# Bianchi xl boron



## cmg (Oct 27, 2004)

I have a chance to purchase a NOS* frame* 2003 for a great price but i don't know anything about this frame. Having trouble finding reviews of this frameset. How does it ride in the smaller sizes? Can anybody compare it to a Colnago MXL or another steel bike? thanks


----------



## dwwheels (Feb 28, 2007)

I just rode a new 2004 EV Boron w/Centaur last saturday at a local LBS and it rode like a dream. I am getting the 2006 Pinella w/Centaur. The 2006 Centaur is the last year that Campy put in the ability to drop the whole cassette while shifting. I went with the '06 Pinella because I wanted 10 speed and not 9 on the EV, but if you can get it at a good price and then upgrade to 10 later. I have never ridden a Colnago so I cannot compare it, but the Bianchi is worth a ride.


----------



## Corsaire (Jun 2, 2006)

I have the XL Boron 2006, I can't praise it enough, smooth and solid ride. Highly recommended.

Corsaire


----------



## dwwheels (Feb 28, 2007)

That is the one I am getting. My LBS located my size and it is coming out of 
California. I am calling him tomorrow to check on the progress. Did you build yours up w/shimano or was it already a package? So you have no regrets in that frame choice? That makes me feel even better about it. 

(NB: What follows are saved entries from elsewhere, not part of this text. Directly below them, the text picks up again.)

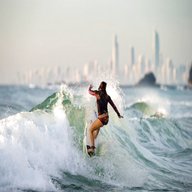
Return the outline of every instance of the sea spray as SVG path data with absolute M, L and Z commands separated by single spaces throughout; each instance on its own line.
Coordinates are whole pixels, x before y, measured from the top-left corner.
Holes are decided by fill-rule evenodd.
M 109 106 L 109 124 L 98 136 L 102 151 L 93 158 L 82 150 L 87 113 L 96 108 L 88 87 L 20 88 L 19 103 L 27 92 L 23 104 L 33 110 L 0 120 L 0 191 L 190 191 L 191 92 L 153 89 L 150 102 L 142 99 L 147 90 L 121 94 L 110 84 L 124 118 Z M 159 107 L 165 115 L 154 115 Z

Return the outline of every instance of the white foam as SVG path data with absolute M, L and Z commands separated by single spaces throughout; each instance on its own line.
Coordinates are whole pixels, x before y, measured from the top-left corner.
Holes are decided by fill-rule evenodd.
M 64 111 L 55 111 L 55 116 L 36 111 L 0 121 L 0 187 L 53 190 L 50 175 L 71 170 L 71 129 Z
M 161 113 L 164 116 L 170 114 L 170 101 L 167 98 L 162 98 L 162 96 L 153 90 L 145 91 L 143 96 L 140 98 L 140 101 L 151 105 L 157 113 Z
M 129 155 L 124 155 L 118 142 L 113 143 L 114 151 L 109 150 L 108 156 L 94 159 L 83 156 L 81 147 L 74 140 L 74 135 L 79 131 L 76 132 L 76 128 L 69 125 L 60 93 L 61 99 L 55 104 L 53 113 L 41 110 L 23 112 L 0 121 L 0 190 L 54 191 L 57 189 L 50 178 L 61 177 L 61 171 L 115 185 L 141 186 L 146 177 L 134 180 L 132 175 L 138 177 L 145 175 L 145 172 L 137 167 Z M 121 107 L 118 88 L 111 87 L 110 93 L 117 107 Z M 113 128 L 122 125 L 115 113 L 110 113 L 110 121 L 111 129 L 107 131 L 108 126 L 102 128 L 107 131 L 104 139 L 109 149 L 113 142 L 110 137 L 117 139 Z

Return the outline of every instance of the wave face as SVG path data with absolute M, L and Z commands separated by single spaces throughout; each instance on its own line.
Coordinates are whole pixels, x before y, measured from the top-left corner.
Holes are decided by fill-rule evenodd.
M 96 106 L 86 88 L 17 89 L 20 99 L 12 103 L 21 107 L 1 114 L 0 191 L 191 190 L 190 91 L 121 90 L 111 83 L 108 93 L 124 118 L 109 107 L 97 141 L 103 151 L 88 158 L 83 132 Z

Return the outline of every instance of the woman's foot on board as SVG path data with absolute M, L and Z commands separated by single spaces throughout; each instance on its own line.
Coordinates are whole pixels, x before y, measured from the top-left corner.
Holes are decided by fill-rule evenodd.
M 90 157 L 92 157 L 93 155 L 95 155 L 95 146 L 89 146 L 87 145 L 87 153 Z

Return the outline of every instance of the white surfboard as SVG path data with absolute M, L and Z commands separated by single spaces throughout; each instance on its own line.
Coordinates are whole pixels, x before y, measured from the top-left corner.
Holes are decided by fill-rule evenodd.
M 90 146 L 89 128 L 91 127 L 91 124 L 96 119 L 97 119 L 97 114 L 94 110 L 89 111 L 89 113 L 86 115 L 86 125 L 84 128 L 84 138 L 83 138 L 83 153 L 86 155 L 88 155 L 87 145 Z M 101 140 L 100 134 L 101 134 L 101 132 L 99 133 L 97 139 L 95 140 L 96 149 L 95 149 L 95 155 L 94 156 L 103 156 L 106 153 L 106 143 Z

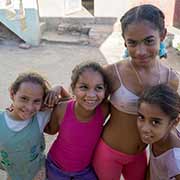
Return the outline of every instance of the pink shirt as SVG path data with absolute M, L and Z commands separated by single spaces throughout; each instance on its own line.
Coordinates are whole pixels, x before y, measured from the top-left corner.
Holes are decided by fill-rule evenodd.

Now, I am not getting it from that hack shop. See my post "will this kill me or make me faster". I am looking at another Bianchi dealer so we will see what happens.


----------



## cmg (Oct 27, 2004)

the one i'm looking at is just the frame/fork so i'll be transfering parts. the geometry looks like it will be right on. 

Corsaire;
is yours a 51? how many miles on it? is the paint surviving? whats the weight, under 20lbs? looks great.


----------